The indictment describes specific instances in which Gott and Dobson provided lenders false closing documents attesting that the borrowers had made their own down payments, or in which the defendants wired money to third parties who in turn paid it to the banks with letters explaining they were cousins of the borrowers furnishing them down payment money as gifts.
Five financial institutions are named as victims in the indictment, including Chattanooga lender Cornerstone Community Bank. MacCoon said these five were by no means the only banks harmed in the scheme but had been selected to make the prosecution’s case succinctly, so that a trial of the case need not take six months. “We just bite off chunks to indict,” he said. “You have to bite off chewable chunks.”
MacCoon said that if the case is proven against the defendants, restitution will be ordered for all affected financial institutions, not just those named – but he agreed lenders should probably not hold their breaths. “It’s often the case that things go sour and you don’t find nearly the money that the banks lost,” he said.
The indictment does not mention –and nor would MacCoon discuss – another category of banks that figure in the Preserve story – the developer’s “preferred lenders,” notably Farm Credit Services of America, which furnished so many loans on so many Preserve lots it is difficult to see how it could have been consistently deceived by the developer’s alleged misrepresentations.
FCS issued a statement to this newspaper in 2009 condemning the Southern Group lending program as a distortion of prudent banking practices; but in two separate civil lawsuits filed in federal court in Rome, Ga., by disappointed investors, the bank was named along with Southern Group as part of the conspiracy the litigants said had defrauded them. FCS was later released from both suits under undisclosed terms, and both lawsuits subsequently settled out of court.

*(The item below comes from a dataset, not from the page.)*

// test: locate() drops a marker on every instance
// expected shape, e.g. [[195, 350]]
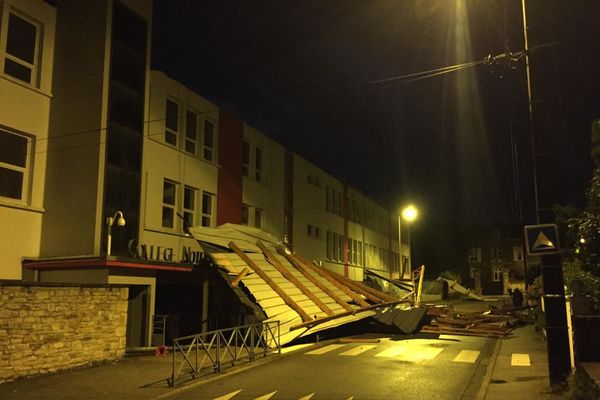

MacCoon would not say precisely how long the FBI investigation of the Preserve sales had gone on, but however long it took, now that an indictment has been served the matter is moving speedily enough. Plea bargaining is to be concluded by June 18, with a trial date set for July 9. MacCoon explained that though initial appearances were before a U.S. Magistrate, if the case goes to trial it will be before a jury in federal district court.
The Chattanooga Times Free Press reported that Josh Dobson had engaged Rossville attorney Chris Townley, who would press for a trial to prove the young developer’s innocence.
As for sentencing, MacCoon said that each of the eight counts of bank fraud potentially carries a 30-year prison term and a $1 million fine, but that judges have broad latitude in assigning appropriate punishment.